In [13]:
# Step 2 — Verify environment (Workbench)

import sys, subprocess, os

def pip_install(pkgs):
    subprocess.check_call([sys.executable, "-m", "pip", "install", "-U", *pkgs])

# Install if needed (safe to run)
pip_install([
    "google-cloud-aiplatform",
    "kfp",
    "google-cloud-pipeline-components",
    "numpy<2",
])

# Basic imports check
import google.cloud.aiplatform as aiplatform
import kfp
from kfp import dsl
from kfp.dsl import component

print("Python:", sys.version.split()[0])
print("aiplatform:", aiplatform.__version__)
print("kfp:", kfp.__version__)

Python: 3.10.19
aiplatform: 1.138.0
kfp: 2.15.2


In [14]:
# Step 3 — Initialize Vertex AI SDK

from kfp import dsl, compiler
from kfp.dsl import component, Output, Input, Model, Metrics
from google.cloud import aiplatform
import time

from google_cloud_pipeline_components.v1.custom_job import create_custom_training_job_from_component
from google_cloud_pipeline_components.v1.model import ModelUploadOp
from google_cloud_pipeline_components.v1.endpoint import ModelDeployOp
from google_cloud_pipeline_components.types import artifact_types

# Fill these in:
PROJECT_ID = "vertex-ai-487907"
LOCATION = "us-central1"
STAGING_BUCKET = "gs://vertex-mlops-vinzur"
PIPELINE_ROOT = f"{STAGING_BUCKET}/phase3-custom-container"
SERVICE_ACCOUNT = "vertex-pipeline-sa@vertex-ai-487907.iam.gserviceaccount.com"

TRAIN_IMAGE_URI = "us-central1-docker.pkg.dev/vertex-ai-487907/vertex-mlops/train-sklearn:3"
SERVE_IMAGE_URI = "us-central1-docker.pkg.dev/vertex-ai-487907/vertex-mlops/serve-sklearn:1"

ENDPOINT_RESOURCE_NAME = "projects/.../locations/us-central1/endpoints/..."

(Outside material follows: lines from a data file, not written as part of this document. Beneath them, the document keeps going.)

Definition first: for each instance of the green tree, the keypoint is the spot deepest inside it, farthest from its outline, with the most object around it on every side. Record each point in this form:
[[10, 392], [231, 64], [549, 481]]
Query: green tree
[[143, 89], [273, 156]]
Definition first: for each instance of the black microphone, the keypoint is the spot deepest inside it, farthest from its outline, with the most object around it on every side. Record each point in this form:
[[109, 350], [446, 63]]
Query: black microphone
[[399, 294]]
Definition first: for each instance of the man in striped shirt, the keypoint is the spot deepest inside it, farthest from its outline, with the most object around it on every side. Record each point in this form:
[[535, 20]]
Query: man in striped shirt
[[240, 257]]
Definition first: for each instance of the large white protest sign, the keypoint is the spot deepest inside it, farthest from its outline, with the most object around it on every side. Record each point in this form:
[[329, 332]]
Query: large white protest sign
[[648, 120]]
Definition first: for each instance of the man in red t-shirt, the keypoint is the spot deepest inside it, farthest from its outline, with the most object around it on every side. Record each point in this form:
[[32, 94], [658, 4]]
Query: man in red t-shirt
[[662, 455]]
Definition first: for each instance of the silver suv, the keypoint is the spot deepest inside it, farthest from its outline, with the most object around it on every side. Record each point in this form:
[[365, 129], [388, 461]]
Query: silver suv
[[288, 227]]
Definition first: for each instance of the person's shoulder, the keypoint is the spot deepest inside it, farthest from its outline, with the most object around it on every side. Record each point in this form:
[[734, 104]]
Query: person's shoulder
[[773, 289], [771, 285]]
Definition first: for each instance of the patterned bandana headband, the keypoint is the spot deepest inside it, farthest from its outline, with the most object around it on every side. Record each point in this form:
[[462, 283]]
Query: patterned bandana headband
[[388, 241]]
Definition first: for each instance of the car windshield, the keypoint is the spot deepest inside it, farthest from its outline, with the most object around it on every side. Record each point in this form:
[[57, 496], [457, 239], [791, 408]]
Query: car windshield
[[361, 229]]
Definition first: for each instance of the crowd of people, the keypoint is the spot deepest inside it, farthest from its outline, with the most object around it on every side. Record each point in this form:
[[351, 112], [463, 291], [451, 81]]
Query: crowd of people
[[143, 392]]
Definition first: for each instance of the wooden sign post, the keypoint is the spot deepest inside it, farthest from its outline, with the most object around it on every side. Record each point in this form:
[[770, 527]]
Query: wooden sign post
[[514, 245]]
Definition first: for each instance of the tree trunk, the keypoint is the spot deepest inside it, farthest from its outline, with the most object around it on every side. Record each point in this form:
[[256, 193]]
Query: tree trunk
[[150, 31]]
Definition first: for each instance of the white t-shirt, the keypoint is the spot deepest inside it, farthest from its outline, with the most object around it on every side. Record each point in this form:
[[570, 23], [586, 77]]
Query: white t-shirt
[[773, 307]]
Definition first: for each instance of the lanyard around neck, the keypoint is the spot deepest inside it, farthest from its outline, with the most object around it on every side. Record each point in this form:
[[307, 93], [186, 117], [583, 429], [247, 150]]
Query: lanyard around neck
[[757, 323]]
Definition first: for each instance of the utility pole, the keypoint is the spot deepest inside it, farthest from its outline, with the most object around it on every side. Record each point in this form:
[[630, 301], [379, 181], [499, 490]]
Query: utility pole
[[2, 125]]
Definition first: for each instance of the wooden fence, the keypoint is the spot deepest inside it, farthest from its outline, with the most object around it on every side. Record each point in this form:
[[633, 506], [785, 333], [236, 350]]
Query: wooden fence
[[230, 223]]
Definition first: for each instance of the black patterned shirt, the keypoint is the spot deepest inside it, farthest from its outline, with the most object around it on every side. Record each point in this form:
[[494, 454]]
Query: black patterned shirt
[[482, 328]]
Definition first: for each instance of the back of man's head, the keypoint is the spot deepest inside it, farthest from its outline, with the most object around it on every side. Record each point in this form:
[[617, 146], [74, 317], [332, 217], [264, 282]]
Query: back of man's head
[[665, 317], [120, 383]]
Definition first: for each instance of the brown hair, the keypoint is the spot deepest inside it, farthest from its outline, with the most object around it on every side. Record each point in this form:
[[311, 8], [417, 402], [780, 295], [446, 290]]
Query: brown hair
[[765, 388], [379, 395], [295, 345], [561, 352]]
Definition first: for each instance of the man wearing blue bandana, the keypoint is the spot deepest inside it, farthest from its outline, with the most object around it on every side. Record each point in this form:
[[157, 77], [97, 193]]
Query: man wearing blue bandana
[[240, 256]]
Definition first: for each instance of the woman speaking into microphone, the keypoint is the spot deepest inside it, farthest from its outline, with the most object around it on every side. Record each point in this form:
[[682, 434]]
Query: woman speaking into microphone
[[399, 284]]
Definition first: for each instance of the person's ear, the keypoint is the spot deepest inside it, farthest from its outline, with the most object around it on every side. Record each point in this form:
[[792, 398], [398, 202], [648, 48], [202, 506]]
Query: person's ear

aiplatform.init(project=PROJECT_ID, location=LOCATION, staging_bucket=STAGING_BUCKET)


In [15]:
# Container-based training component (runs your training image)

from kfp import dsl
from kfp.dsl import Output, Model

@dsl.container_component
def train_container(n_rows: int, model_gcs_dir: str, model: Output[Model]):
    return dsl.ContainerSpec(
        image=TRAIN_IMAGE_URI,
        args=[
            "--model_dir", model.path,          # local path inside container
            "--model_gcs_dir", model_gcs_dir,   # gs://... chosen by us
            "--n_rows", n_rows,
        ],
    )
CustomTrainOp = create_custom_training_job_from_component(
    component_spec=train_container,
    display_name="phase3-custom-container-train",
    machine_type="n1-standard-4",
    replica_count=1,
    base_output_directory=PIPELINE_ROOT,
    service_account=SERVICE_ACCOUNT,
)

In [16]:
# Evaluation component (reads model artifact, logs accuracy, returns accuracy)

from typing import NamedTuple
from kfp.dsl import component, Input, Output, Model, Metrics

@component(
    base_image="python:3.10-slim",
    packages_to_install=["numpy<2", "pandas", "scikit-learn", "joblib"],
)

def evaluate(model: Input[Model], metrics: Output[Metrics]) -> NamedTuple("Outputs", [("accuracy", float)]):
    import joblib
    import numpy as np
    import pandas as pd
    from sklearn.metrics import accuracy_score

    clf = joblib.load(f"{model.path}/model.joblib")

    rng = np.random.default_rng(123)
    n = 300
    x1 = rng.normal(size=n)
    x2 = rng.normal(size=n)
    y = (x1 + 0.5 * x2 + rng.normal(scale=0.3, size=n) > 0).astype(int)

    df = pd.DataFrame({"x1": x1, "x2": x2, "y": y})
    X = df[["x1", "x2"]]
    y_true = df["y"]

    preds = clf.predict(X)
    acc = float(accuracy_score(y_true, preds))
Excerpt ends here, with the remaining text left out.